The ONLY issue is the performance, or lack thereof, of the 0.5GB memory pool when accessed, and until someone credible can PROVE without a shadow of a doubt that it is in fact handicapping the card, then threads like these are a huge waste of time, because right now, it is 100% speculation, and I don't do speculation. I'm a techie so speculation is about as good as gossip and rumors.

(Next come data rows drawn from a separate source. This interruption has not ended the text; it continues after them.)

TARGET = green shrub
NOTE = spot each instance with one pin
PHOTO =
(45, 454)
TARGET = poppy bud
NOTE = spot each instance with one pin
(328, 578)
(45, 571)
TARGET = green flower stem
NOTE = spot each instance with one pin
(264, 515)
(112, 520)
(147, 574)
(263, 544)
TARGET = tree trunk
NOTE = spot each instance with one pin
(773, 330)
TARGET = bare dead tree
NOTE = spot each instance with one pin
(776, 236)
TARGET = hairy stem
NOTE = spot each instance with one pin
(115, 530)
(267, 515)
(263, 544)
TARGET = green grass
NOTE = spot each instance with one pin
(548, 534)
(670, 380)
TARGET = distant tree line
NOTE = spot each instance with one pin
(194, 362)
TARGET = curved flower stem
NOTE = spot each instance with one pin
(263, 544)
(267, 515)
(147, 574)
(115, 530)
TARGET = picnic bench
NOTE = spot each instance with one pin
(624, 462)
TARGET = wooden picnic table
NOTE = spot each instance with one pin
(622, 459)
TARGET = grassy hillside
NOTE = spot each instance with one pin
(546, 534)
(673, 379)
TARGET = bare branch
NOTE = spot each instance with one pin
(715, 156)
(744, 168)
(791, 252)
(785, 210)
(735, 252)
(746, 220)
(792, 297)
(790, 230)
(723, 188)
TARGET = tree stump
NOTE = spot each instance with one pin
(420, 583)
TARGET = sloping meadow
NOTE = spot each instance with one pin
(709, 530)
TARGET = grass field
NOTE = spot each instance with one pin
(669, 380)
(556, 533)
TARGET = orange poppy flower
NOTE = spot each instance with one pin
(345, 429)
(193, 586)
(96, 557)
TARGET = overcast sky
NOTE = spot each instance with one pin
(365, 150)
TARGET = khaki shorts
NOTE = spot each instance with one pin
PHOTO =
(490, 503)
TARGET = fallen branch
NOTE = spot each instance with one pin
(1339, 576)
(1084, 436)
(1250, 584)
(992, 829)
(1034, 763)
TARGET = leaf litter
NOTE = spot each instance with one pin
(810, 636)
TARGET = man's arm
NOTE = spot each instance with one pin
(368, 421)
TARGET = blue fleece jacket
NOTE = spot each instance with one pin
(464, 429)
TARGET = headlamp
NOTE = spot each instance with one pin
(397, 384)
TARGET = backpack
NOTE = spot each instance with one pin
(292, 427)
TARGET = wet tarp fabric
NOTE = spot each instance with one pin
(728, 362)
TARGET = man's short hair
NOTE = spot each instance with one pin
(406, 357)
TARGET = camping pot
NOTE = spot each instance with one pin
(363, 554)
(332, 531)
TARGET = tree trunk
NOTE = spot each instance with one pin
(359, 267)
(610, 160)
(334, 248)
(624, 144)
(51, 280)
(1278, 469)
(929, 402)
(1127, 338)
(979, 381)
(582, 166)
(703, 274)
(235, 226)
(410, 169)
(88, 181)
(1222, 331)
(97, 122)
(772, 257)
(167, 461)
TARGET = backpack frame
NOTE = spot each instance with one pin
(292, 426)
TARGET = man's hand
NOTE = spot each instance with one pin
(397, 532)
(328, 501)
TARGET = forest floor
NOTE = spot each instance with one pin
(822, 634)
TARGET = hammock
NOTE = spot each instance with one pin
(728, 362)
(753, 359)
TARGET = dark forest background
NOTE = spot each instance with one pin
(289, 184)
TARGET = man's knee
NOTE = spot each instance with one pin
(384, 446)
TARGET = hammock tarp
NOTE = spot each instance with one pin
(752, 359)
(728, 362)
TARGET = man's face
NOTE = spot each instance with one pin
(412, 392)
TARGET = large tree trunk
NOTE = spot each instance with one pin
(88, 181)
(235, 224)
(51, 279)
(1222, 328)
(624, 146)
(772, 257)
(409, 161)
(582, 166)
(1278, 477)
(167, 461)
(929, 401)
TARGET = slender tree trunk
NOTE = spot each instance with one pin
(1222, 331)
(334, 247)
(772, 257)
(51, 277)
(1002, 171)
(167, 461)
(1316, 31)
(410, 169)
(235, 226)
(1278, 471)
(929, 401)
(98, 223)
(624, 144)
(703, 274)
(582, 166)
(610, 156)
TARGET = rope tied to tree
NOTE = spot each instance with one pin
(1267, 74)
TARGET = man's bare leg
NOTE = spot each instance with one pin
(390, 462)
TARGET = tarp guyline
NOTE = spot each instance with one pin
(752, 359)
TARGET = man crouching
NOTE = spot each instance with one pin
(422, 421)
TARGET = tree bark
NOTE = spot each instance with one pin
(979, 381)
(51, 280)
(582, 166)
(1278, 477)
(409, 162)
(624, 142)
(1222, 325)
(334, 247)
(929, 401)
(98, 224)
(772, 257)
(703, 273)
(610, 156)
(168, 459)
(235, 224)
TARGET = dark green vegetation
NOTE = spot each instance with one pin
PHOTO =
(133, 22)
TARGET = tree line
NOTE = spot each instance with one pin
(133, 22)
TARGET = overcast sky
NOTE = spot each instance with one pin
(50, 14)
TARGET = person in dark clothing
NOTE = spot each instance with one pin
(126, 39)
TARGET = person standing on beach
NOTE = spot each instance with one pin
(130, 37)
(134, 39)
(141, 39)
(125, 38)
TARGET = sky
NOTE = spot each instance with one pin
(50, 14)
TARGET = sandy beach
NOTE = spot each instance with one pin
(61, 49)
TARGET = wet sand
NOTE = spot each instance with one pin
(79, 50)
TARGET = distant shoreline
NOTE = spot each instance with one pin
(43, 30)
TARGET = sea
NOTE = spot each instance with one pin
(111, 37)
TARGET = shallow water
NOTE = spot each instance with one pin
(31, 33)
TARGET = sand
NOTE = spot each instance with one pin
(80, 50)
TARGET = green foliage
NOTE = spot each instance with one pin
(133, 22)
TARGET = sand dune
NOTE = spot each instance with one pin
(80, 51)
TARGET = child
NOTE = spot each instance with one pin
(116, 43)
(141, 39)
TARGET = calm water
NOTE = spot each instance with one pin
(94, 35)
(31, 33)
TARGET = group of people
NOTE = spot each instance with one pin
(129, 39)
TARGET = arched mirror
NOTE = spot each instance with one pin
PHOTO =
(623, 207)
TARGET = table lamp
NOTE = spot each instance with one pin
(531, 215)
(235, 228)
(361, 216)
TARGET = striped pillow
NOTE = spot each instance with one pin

Wake me when there is something relevant to read on the issue...
 
The ONLY issue is the performance, or lack thereof, of the 0.5GB memory pool when accessed, and until someone credible can PROVE without a shadow of a doubt that it is in fact handicapping the card, then threads like these are a huge waste of time, because right now, it is 100% speculation, and I don't do speculation. I'm a techie so speculation is about as good as gossip and rumors.

How is this thread speculation if the OP is a current GTX 970 owner reporting that frame times have random variance and shows data that backs that up? I know there are several people that haven't experience that, even on the same games that people say have problems but, for example, I've never experienced the AMD black screen crash and that doesn't mean that the people that have reported it are trolls or delusional. No two PCs are the same.
 
this problem with the ram etc is rampant, Nvidia shouldnt have advertised this board as 4GB but 3.5
 
That doesn't make the problem non-existent. If your card doesn't exhibit the stuttering GoldenTiger is experiencing, congrats! But that still doesn't solve GoldeTiger's issue.
 
this problem with the ram etc is rampant, Nvidia shouldnt have advertised this board as 4GB but 3.5

That wouldn't make the slower 0.5GB pool and its potential effects go away. If you think the problem is what was incorrectly listed on the box, then you're already behind.
 
That wouldn't make the slower 0.5GB pool and its potential affects go away. If you think the problem is what was listed on the box, then you're already behind.

Already read the articles, In the end Nvidia should of never launched the board in the crippled state it is in, now people are returning them for false advertisement.

Nvidia seriously would have to relaunch the 970 as a 972 to fix the flaws found.
 
Already read the articles, In the end Nvidia should of never launched the board in the crippled state it is in, now people are returning them for false advertisement.

Nvidia seriously would have to relaunch the 970 as a 972 to fix the flaws found.

There is no proof. Reviewers and tech sites are even waiting for a better way to test to VERIFY that is the case.

btw, they could fix it with a new revision (think P8P67 SATA bug (B3), not a different model number.